The other eye

This past fall, I spent three weeks traveling across the vast desert terrain of the Kingdom of Saudi Arabia. The desert is powerful and restrained. It captivates the human imagination with the layered sand that lifts and settles in a gentle breeze of silence across the kingdom. The silence humbles you, but speaks volumes to the visitor who wills to endure the desert’s gravity.

A visit to Mekkah and Medinah gravitates one to the earth. Surrounded by thousands of pilgrims, one is reminded of being of the earth and returning to it. Performing the Umrah rejuvenates the intuitive and numbs the rational mind while reminding that although faith resides in us, it transcends the singular spirit when it is practiced in unity with others.

Unity has evaded the Saudis and the Iranians, despite their common faith. Mutual neglect foretells of politics that are perpetually different, and that Shias clash with Sunni Salafis who follow the preaching of Abd al Wahab. In reality, Saudi Arabia and Iran talk past each other when their politics could be similar on many fronts. And while I am a Shia, I also found peace praying in Masjid Aisha in Mekkah which I visited when a Sunni friend recommended that I do. As a result, I discovered that the boundaries of faith can stretch. Faith is a common denominator among us that evolves with the intuitive and rational mind.

Before leaving for Saudi Arabia, I was advised not to disclose my Iranian identity. But no one in the kingdom seemed convinced that I was an American despite my U.S. passport.
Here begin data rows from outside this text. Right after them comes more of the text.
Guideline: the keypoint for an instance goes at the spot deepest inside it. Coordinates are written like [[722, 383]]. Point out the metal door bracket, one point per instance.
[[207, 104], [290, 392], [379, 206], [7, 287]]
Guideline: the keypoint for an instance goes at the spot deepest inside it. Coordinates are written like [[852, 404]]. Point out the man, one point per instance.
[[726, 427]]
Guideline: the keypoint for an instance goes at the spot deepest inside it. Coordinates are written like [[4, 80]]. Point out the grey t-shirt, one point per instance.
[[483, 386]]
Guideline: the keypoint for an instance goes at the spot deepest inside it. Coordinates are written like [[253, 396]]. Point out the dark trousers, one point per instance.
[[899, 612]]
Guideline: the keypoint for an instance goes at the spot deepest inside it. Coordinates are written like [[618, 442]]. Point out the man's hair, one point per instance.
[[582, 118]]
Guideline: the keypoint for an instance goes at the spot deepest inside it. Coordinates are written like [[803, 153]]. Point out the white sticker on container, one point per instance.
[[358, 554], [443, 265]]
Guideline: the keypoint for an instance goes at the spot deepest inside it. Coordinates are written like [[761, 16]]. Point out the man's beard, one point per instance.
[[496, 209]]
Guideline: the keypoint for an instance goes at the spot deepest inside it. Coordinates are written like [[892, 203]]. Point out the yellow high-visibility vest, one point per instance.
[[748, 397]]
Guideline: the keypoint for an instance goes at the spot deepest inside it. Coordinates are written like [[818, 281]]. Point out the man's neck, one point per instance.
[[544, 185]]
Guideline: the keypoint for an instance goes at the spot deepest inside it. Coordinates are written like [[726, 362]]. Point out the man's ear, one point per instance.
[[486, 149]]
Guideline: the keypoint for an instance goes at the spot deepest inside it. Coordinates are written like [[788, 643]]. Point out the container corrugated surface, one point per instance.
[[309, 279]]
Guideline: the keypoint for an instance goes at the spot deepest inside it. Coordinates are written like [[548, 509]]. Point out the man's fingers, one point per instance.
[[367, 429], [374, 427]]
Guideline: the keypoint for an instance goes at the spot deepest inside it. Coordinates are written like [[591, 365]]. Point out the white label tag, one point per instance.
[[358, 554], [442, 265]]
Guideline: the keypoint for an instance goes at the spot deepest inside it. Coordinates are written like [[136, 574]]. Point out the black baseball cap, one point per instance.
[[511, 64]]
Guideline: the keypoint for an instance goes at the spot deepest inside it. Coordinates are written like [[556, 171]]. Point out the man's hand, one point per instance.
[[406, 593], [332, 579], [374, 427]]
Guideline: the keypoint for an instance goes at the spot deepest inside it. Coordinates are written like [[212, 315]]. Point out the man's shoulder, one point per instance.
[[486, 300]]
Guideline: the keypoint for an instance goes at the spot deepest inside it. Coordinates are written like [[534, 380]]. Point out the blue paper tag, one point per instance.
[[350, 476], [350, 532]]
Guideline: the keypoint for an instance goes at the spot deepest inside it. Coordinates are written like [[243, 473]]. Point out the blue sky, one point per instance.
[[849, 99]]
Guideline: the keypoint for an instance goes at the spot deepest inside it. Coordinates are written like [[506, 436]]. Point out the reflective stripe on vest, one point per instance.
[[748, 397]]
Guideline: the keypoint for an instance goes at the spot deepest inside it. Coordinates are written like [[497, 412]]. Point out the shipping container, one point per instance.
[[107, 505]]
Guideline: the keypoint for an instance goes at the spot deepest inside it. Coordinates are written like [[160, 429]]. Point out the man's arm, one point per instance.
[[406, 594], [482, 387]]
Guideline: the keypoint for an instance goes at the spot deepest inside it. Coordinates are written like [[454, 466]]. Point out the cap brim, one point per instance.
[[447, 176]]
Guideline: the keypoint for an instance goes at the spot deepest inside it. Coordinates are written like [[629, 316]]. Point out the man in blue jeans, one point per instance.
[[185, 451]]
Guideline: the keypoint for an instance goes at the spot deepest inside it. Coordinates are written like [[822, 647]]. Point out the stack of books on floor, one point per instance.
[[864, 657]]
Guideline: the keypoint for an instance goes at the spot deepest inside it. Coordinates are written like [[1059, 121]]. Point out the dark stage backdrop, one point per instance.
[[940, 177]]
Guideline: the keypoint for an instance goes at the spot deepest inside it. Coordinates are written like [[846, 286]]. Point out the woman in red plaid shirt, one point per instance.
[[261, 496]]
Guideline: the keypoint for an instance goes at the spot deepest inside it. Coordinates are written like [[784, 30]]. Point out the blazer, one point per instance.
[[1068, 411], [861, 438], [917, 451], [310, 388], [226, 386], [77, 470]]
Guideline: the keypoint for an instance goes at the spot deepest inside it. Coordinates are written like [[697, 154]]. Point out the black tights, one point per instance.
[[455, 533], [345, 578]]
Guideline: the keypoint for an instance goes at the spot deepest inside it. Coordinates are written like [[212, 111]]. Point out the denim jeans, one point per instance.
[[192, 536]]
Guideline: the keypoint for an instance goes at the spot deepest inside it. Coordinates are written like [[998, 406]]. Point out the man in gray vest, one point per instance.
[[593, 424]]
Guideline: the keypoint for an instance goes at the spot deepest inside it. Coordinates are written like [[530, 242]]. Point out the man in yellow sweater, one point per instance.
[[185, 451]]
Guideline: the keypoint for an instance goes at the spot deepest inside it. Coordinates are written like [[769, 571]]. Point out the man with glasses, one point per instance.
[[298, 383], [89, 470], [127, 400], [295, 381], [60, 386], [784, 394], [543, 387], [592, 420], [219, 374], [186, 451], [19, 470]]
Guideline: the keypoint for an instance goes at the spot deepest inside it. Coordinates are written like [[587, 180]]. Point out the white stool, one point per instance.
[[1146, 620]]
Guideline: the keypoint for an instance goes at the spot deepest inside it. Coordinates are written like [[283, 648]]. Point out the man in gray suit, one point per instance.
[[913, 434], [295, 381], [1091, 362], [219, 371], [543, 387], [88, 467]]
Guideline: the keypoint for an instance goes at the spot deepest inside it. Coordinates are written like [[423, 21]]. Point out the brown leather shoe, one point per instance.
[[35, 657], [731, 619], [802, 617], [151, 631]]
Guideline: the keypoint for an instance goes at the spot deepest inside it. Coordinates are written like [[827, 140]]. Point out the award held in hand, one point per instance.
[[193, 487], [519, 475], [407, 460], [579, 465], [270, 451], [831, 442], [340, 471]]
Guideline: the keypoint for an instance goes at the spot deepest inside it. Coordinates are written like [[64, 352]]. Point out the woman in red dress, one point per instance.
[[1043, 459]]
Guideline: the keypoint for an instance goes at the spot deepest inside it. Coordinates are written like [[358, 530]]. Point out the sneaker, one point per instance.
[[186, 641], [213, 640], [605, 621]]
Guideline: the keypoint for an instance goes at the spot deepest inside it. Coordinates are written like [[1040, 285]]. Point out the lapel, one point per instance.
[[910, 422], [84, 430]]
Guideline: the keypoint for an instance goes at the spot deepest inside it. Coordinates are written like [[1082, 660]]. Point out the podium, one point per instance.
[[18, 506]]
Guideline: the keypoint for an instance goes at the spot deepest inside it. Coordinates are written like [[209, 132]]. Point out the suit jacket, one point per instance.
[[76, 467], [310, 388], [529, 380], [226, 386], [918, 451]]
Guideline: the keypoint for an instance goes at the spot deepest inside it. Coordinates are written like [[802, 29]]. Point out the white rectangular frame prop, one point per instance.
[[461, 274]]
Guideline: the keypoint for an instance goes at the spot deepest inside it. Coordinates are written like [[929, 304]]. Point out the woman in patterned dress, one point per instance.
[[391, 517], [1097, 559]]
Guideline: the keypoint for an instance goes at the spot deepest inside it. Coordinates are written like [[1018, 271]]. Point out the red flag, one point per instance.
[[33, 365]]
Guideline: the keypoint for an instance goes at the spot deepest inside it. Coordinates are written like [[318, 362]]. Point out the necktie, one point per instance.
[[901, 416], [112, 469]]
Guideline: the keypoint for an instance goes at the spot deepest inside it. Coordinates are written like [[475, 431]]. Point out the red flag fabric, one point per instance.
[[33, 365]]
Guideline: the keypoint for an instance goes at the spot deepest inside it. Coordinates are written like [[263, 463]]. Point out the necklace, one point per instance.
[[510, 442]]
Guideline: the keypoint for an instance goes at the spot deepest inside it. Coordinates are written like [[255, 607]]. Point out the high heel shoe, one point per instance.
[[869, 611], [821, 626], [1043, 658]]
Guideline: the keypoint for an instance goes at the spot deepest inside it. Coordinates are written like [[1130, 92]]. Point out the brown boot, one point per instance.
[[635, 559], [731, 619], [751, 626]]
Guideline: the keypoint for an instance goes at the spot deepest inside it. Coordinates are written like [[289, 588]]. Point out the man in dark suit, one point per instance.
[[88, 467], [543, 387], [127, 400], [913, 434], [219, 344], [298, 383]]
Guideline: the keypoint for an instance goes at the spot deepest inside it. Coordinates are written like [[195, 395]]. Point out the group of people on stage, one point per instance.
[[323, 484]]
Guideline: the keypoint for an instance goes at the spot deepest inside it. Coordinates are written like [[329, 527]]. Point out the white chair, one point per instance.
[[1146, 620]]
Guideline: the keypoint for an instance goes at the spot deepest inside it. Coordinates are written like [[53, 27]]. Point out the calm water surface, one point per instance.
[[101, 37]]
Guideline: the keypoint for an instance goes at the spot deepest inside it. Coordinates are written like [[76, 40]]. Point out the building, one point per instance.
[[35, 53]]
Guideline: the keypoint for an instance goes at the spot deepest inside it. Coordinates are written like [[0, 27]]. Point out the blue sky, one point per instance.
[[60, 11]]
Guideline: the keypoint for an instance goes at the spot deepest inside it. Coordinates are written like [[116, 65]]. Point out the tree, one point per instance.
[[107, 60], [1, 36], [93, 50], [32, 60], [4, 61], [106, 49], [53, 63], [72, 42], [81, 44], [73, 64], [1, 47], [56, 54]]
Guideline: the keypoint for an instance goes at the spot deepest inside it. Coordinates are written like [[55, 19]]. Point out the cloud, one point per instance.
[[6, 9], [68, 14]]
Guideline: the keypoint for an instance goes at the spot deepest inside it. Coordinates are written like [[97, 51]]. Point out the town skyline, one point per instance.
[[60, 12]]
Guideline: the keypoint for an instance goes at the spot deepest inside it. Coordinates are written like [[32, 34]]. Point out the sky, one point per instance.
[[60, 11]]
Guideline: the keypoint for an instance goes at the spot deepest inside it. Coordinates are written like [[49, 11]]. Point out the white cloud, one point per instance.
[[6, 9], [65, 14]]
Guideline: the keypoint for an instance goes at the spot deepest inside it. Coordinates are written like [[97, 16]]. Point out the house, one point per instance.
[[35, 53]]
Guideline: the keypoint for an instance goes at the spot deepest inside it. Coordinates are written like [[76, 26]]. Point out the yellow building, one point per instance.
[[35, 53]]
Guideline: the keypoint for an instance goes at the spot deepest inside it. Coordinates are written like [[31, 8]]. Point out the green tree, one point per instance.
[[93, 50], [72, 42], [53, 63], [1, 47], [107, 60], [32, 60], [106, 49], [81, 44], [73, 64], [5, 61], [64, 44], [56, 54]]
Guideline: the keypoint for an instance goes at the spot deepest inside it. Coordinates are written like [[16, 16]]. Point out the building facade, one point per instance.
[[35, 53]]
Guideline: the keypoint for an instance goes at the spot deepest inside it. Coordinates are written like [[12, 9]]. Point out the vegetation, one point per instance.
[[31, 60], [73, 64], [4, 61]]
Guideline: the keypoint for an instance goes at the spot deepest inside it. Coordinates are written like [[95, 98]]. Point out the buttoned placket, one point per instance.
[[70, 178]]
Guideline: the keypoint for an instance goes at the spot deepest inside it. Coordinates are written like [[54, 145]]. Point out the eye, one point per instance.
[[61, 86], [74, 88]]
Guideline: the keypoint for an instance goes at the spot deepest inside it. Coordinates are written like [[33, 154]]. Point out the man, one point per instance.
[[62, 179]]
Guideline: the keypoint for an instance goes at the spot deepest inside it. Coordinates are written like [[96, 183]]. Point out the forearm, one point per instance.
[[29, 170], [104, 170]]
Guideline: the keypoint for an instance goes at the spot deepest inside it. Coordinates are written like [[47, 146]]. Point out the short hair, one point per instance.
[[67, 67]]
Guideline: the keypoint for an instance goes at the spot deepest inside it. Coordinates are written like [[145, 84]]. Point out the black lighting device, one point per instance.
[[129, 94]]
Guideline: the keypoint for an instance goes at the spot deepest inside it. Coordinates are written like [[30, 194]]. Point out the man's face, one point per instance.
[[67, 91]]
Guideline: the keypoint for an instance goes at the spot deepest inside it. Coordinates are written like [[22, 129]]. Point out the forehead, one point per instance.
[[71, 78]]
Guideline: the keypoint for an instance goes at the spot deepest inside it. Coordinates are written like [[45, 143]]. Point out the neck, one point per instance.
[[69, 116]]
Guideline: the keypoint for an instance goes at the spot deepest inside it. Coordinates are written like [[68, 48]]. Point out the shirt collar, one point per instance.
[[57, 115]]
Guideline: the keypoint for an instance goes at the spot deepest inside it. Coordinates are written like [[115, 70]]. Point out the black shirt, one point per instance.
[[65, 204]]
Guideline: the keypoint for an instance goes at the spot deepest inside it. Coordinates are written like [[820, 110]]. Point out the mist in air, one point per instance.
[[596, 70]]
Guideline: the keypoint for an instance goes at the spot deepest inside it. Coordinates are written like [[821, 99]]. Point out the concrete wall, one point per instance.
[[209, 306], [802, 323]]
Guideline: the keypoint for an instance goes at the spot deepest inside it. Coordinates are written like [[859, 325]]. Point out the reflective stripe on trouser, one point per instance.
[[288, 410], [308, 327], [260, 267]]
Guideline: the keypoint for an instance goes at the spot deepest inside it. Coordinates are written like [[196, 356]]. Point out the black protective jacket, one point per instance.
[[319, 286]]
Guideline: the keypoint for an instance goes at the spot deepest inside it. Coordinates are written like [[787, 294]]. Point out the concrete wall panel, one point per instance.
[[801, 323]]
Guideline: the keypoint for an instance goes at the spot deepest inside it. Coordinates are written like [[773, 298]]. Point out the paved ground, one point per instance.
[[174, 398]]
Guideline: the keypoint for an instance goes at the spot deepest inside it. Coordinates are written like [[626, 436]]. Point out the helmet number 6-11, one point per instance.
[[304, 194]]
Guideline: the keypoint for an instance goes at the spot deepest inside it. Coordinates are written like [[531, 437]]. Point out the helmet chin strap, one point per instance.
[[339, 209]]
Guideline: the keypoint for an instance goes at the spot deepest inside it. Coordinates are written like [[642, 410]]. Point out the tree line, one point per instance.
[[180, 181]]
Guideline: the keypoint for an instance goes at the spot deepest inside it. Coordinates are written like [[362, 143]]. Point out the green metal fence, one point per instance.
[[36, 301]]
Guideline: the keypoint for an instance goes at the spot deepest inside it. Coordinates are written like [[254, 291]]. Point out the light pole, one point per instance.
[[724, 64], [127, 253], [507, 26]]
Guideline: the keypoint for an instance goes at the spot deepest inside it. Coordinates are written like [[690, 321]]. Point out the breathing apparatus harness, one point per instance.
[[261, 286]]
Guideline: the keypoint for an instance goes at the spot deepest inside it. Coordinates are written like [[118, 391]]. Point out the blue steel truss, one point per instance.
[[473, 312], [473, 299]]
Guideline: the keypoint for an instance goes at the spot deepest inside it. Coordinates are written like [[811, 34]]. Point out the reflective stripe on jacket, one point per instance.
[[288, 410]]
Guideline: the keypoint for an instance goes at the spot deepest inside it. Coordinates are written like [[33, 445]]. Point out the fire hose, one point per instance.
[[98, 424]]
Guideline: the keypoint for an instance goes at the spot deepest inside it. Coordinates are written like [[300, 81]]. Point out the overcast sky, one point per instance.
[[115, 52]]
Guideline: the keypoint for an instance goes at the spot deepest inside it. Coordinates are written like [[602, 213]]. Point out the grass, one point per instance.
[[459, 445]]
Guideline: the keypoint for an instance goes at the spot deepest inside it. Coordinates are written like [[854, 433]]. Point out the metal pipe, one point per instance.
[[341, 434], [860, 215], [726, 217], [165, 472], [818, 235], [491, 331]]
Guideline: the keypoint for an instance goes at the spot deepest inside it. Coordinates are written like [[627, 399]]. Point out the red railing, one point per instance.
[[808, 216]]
It was the farsi look that gave me away, and which brought solid hand shakes when I traveled across the kingdom. In Mekkah, a newlywed spoke of her admiration for Persian poetry as she trimmed my hair after the Umrah. On the plane to Medinah, a veiled lady gave me the white rosary that she prayed on when she discovered that I was from Iran. At a wedding in Riyadh, women cheered as I paced my steps to revel in the sound of Bedouin music. In homes, I received genuine and proud hospitality, which I tasted in delicacies of kashks and koloches consumed with tea that was repeatedly and meticulously served to me.

The silence of the desert continued to seep through my soul despite the rich experiences I gained. So I decided to succumb to its weight and only then did it begin to reveal glimpses of its layered realities to me. In reality, I discovered in Saudi Arabia that I could be an Iranian and an Arab because much about the kingdom reminded me of the old Iran in which I was raised and of which the Iranian revolution has left only a faded memory. In reality, my faith stretched as I read prayers standing behind followers of the Sunni faith. There I stood, the only woman with a group of fair-minded men on a rare visit to the home of an architect and faith leader in Jeddah when a guest asked if I were a Shia. I replied that while I am a Shia, I never consciously think of myself as one.

In Saudi Arabia, I discovered I was neither Arab nor Iranian, neither Sunni nor Shia, and neither man nor woman. I was a believer who comfortably navigated all worlds when they opened to embrace me. It was the alchemy of the human soul that made it work in the end. Or according to Rumi, there is a communion of the spirit when you close both eyes to see with the other eye.